Jubilees of the Reformation were established in Germany from 1617 to 1917; they emerged from a combined project upheld by the political, university and ecclesiastical authorities of the Protestant states. These different institutions established a celebration whose main role was clearly to provide an alternative version to the jubilees of the Roman Catholic Church, which had given rise to the sale of indulgences. And in fact, by periodically confirming a religious identity which had originally come into being because of these indulgences, the Protestant jubilees were used by the above-mentioned authorities to strengthen their anti-Catholic position.
In France and Switzerland
France used to be entirely Catholic and then later it became a secular state – this is why the idea of a particularly Protestant jubilee used to cause difficulties and this is still the case.

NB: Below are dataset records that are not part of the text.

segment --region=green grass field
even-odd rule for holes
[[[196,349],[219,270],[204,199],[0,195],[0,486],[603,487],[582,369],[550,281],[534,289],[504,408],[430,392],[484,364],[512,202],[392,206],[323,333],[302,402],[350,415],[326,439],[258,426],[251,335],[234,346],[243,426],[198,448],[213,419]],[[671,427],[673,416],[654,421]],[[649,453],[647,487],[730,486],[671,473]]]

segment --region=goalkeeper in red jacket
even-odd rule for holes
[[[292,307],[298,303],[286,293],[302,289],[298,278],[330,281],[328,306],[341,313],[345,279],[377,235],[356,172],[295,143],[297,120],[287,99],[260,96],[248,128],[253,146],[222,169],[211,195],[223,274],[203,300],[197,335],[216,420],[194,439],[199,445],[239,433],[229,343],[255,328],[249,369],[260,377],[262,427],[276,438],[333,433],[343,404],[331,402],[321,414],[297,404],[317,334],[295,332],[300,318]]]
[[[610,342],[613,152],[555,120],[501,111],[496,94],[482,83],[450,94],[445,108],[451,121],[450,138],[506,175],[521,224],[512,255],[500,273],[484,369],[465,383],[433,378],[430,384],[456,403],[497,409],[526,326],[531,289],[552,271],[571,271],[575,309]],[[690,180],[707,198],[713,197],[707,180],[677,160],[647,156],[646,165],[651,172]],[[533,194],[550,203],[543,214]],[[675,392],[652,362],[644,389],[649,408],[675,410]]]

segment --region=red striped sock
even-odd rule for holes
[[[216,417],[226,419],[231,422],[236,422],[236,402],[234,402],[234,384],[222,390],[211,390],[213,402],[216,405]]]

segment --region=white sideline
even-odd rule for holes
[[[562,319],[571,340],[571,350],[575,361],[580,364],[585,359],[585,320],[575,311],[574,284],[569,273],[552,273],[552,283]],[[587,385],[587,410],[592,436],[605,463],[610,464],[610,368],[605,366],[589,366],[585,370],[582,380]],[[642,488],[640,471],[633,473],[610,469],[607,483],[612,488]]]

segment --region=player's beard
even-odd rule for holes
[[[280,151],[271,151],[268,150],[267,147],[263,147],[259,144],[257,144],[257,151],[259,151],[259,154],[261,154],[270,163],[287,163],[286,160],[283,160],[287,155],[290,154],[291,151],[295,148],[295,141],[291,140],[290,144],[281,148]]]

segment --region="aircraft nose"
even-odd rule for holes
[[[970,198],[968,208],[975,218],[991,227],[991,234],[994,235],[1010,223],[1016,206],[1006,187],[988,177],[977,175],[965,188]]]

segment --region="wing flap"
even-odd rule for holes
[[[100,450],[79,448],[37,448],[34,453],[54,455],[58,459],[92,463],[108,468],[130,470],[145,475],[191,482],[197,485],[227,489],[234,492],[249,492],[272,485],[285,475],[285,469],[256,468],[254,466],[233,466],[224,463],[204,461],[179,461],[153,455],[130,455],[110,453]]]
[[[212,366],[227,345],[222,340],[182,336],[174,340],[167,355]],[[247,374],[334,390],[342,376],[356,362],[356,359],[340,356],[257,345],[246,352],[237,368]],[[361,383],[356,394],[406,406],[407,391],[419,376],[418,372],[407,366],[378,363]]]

Nowadays, in the XXIst century, ethnic or sexual minority groups all have their own historical celebrations but the Protestant Church does not like to be considered in this light as it would call to mind unhappy memories of having had to break away from the established Church and destroying its unity.
That is why Protestants, who are in the minority and who do not appear to be an essential element of the French identity, favour a discreet jubilee, which will probably not receive much attention at a national level.
As for the Genevan and Swiss Protestant jubilees of the XVIIth century and at the beginning of the XXth century, although they were supported by the political, university and ecclesiastical authorities, they had little impact compared to the German Lutheran jubilees as there was no central organization to represent the different bodies.